Recipes in Herbal Remedies
Cough it Up Expectorant
My husband seemed to have a constant cough at one time, and I wanted to concoct something that would bring up phlegm if coughs needed to be productive, but otherwise, if there was nothing to bring up, I wanted it to calm coughs (Lobelia). When I first developed this recipe, all these ingredients were much easier to find at the local Coop in bulk, but that has changed, so if you try to make this, use what you can find. The major constituents were what I used more of, and I used various essential oils and cinnamon mainly to make it taste better.

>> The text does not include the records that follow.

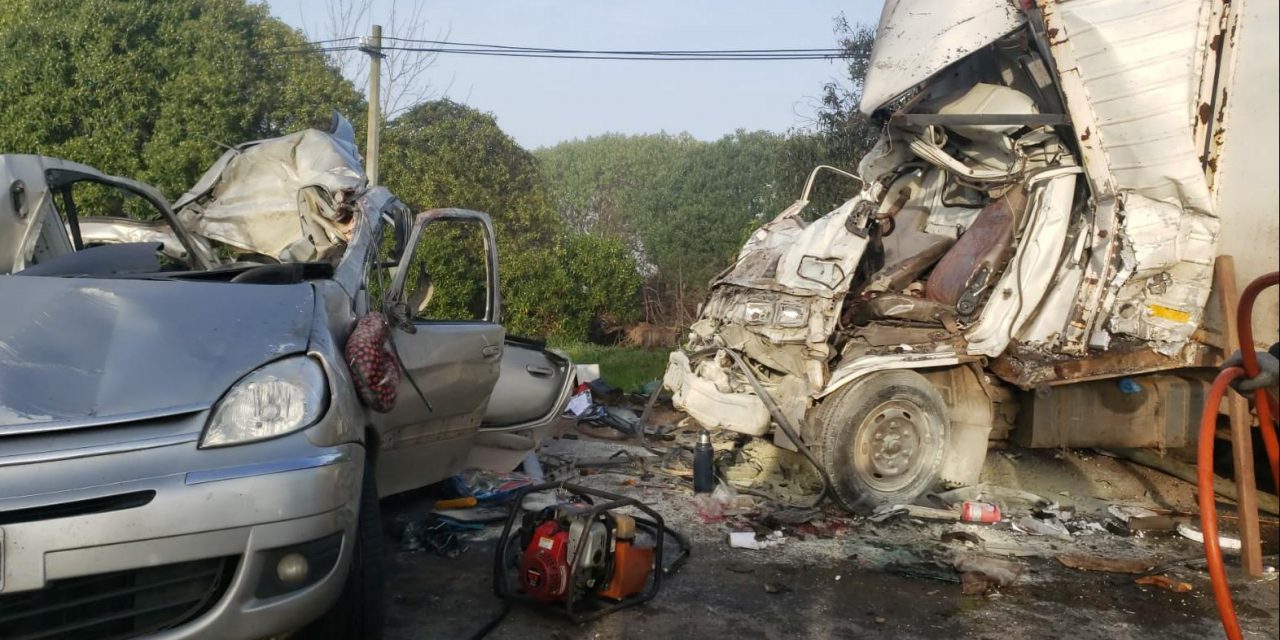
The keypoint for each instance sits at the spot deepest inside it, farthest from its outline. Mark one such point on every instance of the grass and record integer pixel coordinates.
(625, 368)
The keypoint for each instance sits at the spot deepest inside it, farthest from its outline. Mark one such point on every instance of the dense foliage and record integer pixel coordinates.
(442, 154)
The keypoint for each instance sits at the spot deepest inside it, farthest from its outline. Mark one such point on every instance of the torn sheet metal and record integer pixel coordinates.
(1133, 83)
(278, 197)
(917, 39)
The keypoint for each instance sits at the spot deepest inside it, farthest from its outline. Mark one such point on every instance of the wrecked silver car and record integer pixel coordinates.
(184, 451)
(1036, 222)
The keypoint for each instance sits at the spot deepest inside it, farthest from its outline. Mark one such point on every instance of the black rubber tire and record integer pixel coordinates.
(359, 613)
(845, 414)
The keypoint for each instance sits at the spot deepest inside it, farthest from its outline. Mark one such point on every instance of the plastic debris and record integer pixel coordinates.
(1036, 526)
(490, 485)
(973, 511)
(439, 535)
(1127, 512)
(718, 503)
(581, 402)
(978, 574)
(961, 536)
(1106, 565)
(1225, 542)
(749, 540)
(1165, 583)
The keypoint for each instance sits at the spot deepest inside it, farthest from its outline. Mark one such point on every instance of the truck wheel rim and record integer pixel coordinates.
(890, 446)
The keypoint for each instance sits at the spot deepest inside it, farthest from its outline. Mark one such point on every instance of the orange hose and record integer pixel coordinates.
(1264, 402)
(1208, 508)
(1266, 407)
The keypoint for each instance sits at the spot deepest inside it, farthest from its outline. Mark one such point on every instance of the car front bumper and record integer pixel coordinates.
(247, 506)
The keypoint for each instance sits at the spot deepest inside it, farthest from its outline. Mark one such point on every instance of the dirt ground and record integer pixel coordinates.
(839, 576)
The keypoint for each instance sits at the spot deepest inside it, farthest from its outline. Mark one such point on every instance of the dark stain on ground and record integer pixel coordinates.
(713, 597)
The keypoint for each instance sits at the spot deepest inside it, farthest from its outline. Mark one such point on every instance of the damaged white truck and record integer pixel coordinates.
(1031, 254)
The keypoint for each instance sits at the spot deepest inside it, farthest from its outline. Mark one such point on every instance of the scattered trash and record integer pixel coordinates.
(652, 385)
(1165, 583)
(749, 540)
(791, 516)
(1036, 526)
(923, 570)
(704, 467)
(888, 511)
(487, 485)
(973, 511)
(1106, 565)
(586, 374)
(457, 503)
(439, 535)
(1055, 511)
(721, 502)
(1156, 522)
(581, 401)
(963, 536)
(1127, 512)
(1225, 542)
(978, 574)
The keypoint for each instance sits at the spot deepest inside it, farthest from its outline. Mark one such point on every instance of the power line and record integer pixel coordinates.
(443, 46)
(662, 51)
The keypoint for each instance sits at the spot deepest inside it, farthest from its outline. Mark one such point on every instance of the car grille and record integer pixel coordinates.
(113, 606)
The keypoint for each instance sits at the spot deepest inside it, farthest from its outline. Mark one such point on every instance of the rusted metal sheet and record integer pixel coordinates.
(1028, 370)
(978, 257)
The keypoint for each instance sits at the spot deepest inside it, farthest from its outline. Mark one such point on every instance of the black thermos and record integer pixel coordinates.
(704, 471)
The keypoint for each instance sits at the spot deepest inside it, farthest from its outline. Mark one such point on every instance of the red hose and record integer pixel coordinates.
(1264, 401)
(1265, 405)
(1208, 510)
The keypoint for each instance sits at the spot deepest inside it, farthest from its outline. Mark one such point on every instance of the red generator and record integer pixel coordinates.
(585, 557)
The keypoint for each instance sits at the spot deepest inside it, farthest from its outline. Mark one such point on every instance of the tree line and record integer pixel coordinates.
(613, 228)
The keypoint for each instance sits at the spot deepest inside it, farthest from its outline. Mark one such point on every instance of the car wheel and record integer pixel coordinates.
(882, 439)
(359, 611)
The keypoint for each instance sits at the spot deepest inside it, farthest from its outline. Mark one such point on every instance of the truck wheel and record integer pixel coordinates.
(359, 611)
(882, 439)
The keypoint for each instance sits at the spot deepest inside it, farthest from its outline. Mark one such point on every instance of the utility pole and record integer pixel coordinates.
(374, 48)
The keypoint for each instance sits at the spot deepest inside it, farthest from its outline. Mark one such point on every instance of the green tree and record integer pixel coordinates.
(442, 154)
(154, 90)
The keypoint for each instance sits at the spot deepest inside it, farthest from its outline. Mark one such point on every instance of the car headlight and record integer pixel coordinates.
(791, 315)
(757, 312)
(274, 400)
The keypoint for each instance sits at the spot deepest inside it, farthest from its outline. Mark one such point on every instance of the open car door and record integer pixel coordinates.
(443, 307)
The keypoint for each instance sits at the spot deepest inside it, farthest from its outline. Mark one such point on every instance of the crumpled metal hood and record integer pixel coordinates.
(255, 197)
(917, 39)
(96, 351)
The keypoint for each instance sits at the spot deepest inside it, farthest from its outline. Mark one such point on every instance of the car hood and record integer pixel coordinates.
(78, 352)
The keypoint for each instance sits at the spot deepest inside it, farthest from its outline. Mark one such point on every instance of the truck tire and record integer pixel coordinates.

Cinnamint Itchy Heat Rash Powder
This might be similar to the Gold Bond "Medicated" body powder, except that it uses starch, not talc. It's a bit clumpy, which is unusual in a body powder--instead of dusting it over, one has to take a bit in the hand and rub it in--but oh, how cooling it is! I'm loving it, and it has a wonderful smell, too. The cinnamon in it is good for inflammation (and turns it this tan color, incidentally), and the menthol is for cooling. The tea tree oil makes it anti-fungal as well. Note that this powder would be a bit intense at first for under-arms, but after a while, it calms down. Menthol is around 1.64%. This powder will also initially make the skin more red, even though it feels cooling. If you have some zinc oxide powder, you could add that as well for even more anti-fungal properties.
Analgesic Muscle Balm
I wanted this to be something like Tiger Balm, but with better base ingredients (ie NOT petroleum or mineral oil). The menthol (an extract of mint) gives it a cooling effect, the wintergreen an analgesic one, and the cinnamon helps potentiate the other ingredients. Camphor is also penetrating, and clove is good for slightly numbing dental stuff, so I thought it could help here, too! In any case, this balm smells wonderful, and is solid in a warm house. Time will tell how long it is shelf stable.
Xylitol Cough Drops
These actually may not make as good cough drops as breath mints, as they still dissolve quicker than commercial cough drops, but these are still quite strong, and very tasty! I made them with xylitol to make them sugar free. Xylitol is a sugar alcohol, and has calories, but does not impact the pancreas and so is safe for diabetics. Technically, it can crystallize without getting to high temperatures, but in this case, I was mixing liquids and oils with it, and the higher temperatures make these turn out harder, so they don't dissolve as quickly as they otherwise would.